You can use the test for continuous data. Your data should be a random sample from a normal population.
If your sample sizes are very small, you might not be able to test for normality. You might need to rely on your understanding of the data. When you cannot safely assume normality, you can perform a nonparametric test that doesn’t assume normality.
The company assumes that from 2016 to 2019, they made an average Sales of approximately 200. Test this hypothesis to determine whether the company management were right on their assumption.
t.test(Superstore_data$Sales,mu=200,alternative="two.sided",conf.level=0.95)
##
## One Sample t-test
##
## data: Superstore_data$Sales
## t = 4.7893, df = 9993, p-value = 1.698e-06
## alternative hypothesis: true mean is not equal to 200
## 95 percent confidence interval:
## 217.6375 242.0785
## sample estimates:
## mean of x
## 229.858
In the above output, the p-value of the test is approximately close to 0.0001, which is significantly less than the significance level alpha = 0.05. We will therefore the null hypothesis and conclude that the true of sales from 2016 to 2019 is not equal to 200 at a 5% level of significance given the p-value of approximately 0.0001
The Independent Samples t Test compares the means of two independent groups in order to determine whether there is statistical evidence that the associated population means are significantly different. The Independent Samples t Test is a parametric test.
data22<-Superstore_data %>%
dplyr::select(Region, Sales)%>%
filter(Region == "West"|
Region == "East")
head(data22,5)
t.test(Sales ~ Region,alternative="two.sided",data = data22)
##
## Welch Two Sample t-test
##
## data: Sales by Region
## t = 0.79611, df = 5603.9, p-value = 0.426
## alternative hypothesis: true difference in means between group East and group West is not equal to 0
## 95 percent confidence interval:
## -17.31977 41.00552
## sample estimates:
## mean in group East mean in group West
## 238.3361 226.4932
In the above output, the p-value of the test is 0.426, which is greater than the significance level alpha = 0.05. We can conclude that the true mean difference between sales from West region and East region is equal to zero with a p-value of 0.426 at a 5% level of significance.
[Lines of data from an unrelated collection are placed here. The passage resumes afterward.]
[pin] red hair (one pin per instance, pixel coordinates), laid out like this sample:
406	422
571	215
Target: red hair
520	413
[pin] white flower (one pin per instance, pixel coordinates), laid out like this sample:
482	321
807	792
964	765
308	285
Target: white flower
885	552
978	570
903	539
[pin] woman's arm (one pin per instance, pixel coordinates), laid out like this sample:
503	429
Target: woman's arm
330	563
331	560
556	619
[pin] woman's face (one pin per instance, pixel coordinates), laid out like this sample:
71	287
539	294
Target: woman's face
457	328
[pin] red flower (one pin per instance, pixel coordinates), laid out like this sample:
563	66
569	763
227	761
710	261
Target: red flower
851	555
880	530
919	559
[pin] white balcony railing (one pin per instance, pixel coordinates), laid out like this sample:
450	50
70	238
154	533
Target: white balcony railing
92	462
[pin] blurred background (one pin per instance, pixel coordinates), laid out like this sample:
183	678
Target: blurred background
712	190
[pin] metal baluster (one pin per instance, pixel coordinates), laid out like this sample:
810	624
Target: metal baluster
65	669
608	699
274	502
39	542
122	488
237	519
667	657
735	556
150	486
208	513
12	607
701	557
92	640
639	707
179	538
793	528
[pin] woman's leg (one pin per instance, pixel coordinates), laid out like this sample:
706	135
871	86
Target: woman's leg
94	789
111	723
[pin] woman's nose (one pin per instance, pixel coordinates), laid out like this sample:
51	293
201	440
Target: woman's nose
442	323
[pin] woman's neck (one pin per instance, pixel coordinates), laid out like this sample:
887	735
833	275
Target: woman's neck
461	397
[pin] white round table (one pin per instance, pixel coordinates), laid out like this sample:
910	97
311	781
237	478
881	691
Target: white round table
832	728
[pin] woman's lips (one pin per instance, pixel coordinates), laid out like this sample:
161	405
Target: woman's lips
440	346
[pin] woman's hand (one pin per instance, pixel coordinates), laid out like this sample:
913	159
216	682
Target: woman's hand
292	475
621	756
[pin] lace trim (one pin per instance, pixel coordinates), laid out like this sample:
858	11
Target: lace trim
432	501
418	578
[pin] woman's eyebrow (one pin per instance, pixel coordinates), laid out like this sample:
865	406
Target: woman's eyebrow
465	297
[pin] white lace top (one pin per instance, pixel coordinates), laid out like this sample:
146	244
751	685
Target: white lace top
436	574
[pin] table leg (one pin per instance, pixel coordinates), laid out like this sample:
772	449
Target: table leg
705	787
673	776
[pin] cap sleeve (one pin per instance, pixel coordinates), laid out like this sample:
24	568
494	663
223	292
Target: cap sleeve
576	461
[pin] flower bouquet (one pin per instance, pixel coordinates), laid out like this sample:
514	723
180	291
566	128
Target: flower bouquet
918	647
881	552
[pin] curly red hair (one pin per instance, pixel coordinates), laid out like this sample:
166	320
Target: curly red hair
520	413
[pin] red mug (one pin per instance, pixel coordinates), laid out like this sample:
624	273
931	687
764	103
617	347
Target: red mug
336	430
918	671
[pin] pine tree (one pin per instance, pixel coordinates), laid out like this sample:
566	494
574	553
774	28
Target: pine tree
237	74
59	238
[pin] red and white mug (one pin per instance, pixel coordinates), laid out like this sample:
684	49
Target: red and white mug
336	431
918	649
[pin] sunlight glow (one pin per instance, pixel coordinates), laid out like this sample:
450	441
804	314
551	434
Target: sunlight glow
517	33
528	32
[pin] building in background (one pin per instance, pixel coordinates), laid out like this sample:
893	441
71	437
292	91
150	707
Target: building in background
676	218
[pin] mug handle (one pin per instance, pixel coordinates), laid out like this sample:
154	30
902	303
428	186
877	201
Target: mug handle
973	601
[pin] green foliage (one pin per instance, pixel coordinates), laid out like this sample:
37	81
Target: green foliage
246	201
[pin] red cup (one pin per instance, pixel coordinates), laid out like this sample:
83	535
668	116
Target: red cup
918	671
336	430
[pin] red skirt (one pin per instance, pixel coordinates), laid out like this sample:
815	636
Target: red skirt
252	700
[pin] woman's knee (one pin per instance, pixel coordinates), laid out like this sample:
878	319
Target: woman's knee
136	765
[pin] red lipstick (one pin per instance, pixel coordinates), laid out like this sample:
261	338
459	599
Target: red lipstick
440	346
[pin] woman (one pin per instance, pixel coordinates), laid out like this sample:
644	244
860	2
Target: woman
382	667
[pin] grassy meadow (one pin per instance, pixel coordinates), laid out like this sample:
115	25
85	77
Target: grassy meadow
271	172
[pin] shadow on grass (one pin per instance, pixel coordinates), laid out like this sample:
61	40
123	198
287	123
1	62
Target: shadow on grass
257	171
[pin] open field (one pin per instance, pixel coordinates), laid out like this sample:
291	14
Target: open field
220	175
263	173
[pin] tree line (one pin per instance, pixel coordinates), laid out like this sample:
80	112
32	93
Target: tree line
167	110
data23<-Superstore_data %>%
dplyr::select(Category, Sales)%>%
filter(Category == "Technology"|
Category == "Furniture")
head(data23,5)
t.test(Sales ~ Category,alternative="two.sided",data = data23)
##
## Welch Two Sample t-test
##
## data: Sales by Category
## t = -3.6721, df = 2497.7, p-value = 0.0002456
## alternative hypothesis: true difference in means between group Furniture and group Technology is not equal to 0
## 95 percent confidence interval:
## -157.8094 -47.9394
## sample estimates:
## mean in group Furniture mean in group Technology
## 349.8349 452.7093
In the above output, the p-value of the test is approximately 0.0001, which is less than the significance level alpha = 0.05. We can conclude that the true mean difference between sales from technology category and furniture category is not equal to zero with a p-value of approximately 0.0001 at a 5% level of significance.
data24<-Superstore_data %>%
dplyr::select(Category, Sales)%>%
filter(Category == "Technology"|
Category == "Office Supplies")
head(data24,5)
t.test(Sales ~ Category,alternative="two.sided",data = data24)
##
## Welch Two Sample t-test
##
## data: Sales by Category
## t = -12.694, df = 1982.1, p-value < 2.2e-16
## alternative hypothesis: true difference in means between group Office Supplies and group Technology is not equal to 0
## 95 percent confidence interval:
## -384.8897 -281.8807
## sample estimates:
## mean in group Office Supplies mean in group Technology
## 119.3241 452.7093
In the above output, the p-value of the test is approximately 0.0001, which is less than the significance level alpha = 0.05. We can conclude that the true mean difference between sales from technology category and office supplies category is not equal to zero with a p-value of approximately 0.0001 at a 5% level of significance.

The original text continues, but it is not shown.